You’re immersed in a world of hyper personalization; your news, preferences connections and location based services are personalized from historical data and the integrated AI of it all know what to serve you when and how.

What this means for communications
Hyper-personalization will make it harder for message break though and traction to happen organically. The more information we can control the less we will see the things we don’t want to see. As a communicator, how do you adapt to that world, and the changes that are already happening?

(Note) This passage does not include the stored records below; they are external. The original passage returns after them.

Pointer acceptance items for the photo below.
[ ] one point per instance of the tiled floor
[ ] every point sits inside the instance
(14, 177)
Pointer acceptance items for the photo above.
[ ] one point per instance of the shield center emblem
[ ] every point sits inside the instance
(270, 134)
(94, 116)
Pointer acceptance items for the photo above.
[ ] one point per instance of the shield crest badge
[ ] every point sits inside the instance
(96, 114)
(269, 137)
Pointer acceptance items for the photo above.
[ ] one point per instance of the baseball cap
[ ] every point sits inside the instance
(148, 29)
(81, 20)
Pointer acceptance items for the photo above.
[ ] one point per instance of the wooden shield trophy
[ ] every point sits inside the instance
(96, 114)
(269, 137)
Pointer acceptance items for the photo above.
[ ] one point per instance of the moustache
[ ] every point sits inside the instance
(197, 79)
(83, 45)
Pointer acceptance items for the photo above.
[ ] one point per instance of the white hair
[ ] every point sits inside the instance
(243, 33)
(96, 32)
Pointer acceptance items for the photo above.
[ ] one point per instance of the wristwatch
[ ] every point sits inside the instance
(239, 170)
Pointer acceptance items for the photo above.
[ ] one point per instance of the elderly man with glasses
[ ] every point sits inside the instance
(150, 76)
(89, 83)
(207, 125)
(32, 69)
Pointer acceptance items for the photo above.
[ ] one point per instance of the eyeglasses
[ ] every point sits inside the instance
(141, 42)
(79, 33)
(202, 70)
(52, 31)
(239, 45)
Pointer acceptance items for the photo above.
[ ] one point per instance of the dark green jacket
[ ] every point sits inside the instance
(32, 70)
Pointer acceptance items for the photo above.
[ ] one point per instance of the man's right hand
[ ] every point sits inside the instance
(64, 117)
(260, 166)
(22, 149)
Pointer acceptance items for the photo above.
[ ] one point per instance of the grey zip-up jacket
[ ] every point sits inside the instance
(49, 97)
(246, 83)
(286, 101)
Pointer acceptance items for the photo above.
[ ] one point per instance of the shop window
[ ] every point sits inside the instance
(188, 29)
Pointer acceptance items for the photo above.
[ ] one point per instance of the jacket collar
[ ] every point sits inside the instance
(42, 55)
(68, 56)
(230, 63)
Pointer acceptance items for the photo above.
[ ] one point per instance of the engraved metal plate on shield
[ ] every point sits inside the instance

Conversations go dark and ephemeral
Communication channels are moving into a place that communication analysts can’t see. We are so reliant on the ever flowing market research that is freely available social data, but what do we do when that public sharing moves to private sharing like it has in some cases – like WhatsApp – or becomes ephemeral, like Instagram stories or Snapchat?

Trapped in your own world
We will build our virtual layers like we build out home screen tiles. Our augmented journey will follow as much of a routine as our physical journey, with AI serving us what we need when we need it. There are some terribly dark implications of being stuck in an echo chamber that promotes confirmation and personalization bias – recent world events are a great proof point to that, but that is for a different blog. How do you get the stories you want to get heard… heard?

Zone out or free up
Will the tech force consumers to zone out of real world interaction, much like the short lived Pokémon Go phenomenon, or will the fact that it’s merely a layer free us up to engage in the real world instead of bury our heads in a screen. I assume the latter but time will tell. Information will always be there – much like it is now – but ever present out the corner of our eye. Every experience will be made richer through a layer of information and smart spatial recognition.

It may sound like sci-fi, and as exciting or scary as the implications are, the future is on our doorstep and soon our kids will ask about how we used to connect if we didn’t use a lens and we will nostalgically speak of a time of screens.